In 2015, he did manage to sign up but lost to Jimmy Morales. In 2019, Torres suffered another defeat, this time against Alejandro Giammattei, the current president of Guatemala, and for this contest as well, the polls predict that voters will take it to the second round.

Sandra Torres was married to Álvaro Colom, but separated from the then president to participate in the 2011 elections

Upon reaching the Presidency in 2019, Giammattei fulfilled one of his campaign promises: that Sandra Torres be brought to justice. Sandra Torres was arrested on September 2, 2019 for allegedly illegal electoral financing and illicit association just three weeks after losing the elections. She was detained for a few months before being placed under house arrest. Finally, in November 2022, a Guatemalan court decided to close the criminal proceedings against the candidate, considering that there were insufficient elements for Torres to face an oral and public debate for the crime of illegal electoral financing.

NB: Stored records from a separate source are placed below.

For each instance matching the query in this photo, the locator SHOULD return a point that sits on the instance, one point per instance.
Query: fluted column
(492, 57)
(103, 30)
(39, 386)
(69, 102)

Originally from one of the departments most abandoned by the State

In her professional career prior to politics, the woman with green eyes edged in black has developed as an investor, executive and businesswoman, and had her own textile company. Unlike her two rivals who were both born in the capital, Sandra Torres comes from the department of Petén, one of the poorest in Guatemala. Her outreach to her indigenous communities led her to study Quiché, one of the country’s 22 Mayan languages.

The former first lady, like her opponents, affirms that she would apply Bukele’s strategies “to end the scourge of homicides, murders, and extortions in our country.” And there are no longer three, as Zury Ríos proposes, but four maximum security prisons that Sandra Torres promises to build. In statements to France 24, she emphasized: “I have not been saying it since now, I have been saying it for a while. Communications within prisons must be controlled. And I am going to declare the extortionists terrorists». She also proposes eliminating VAT on basic basket products and providing single mothers with half the minimum wage, and promises that if she becomes president, half of her cabinet will be made up of women.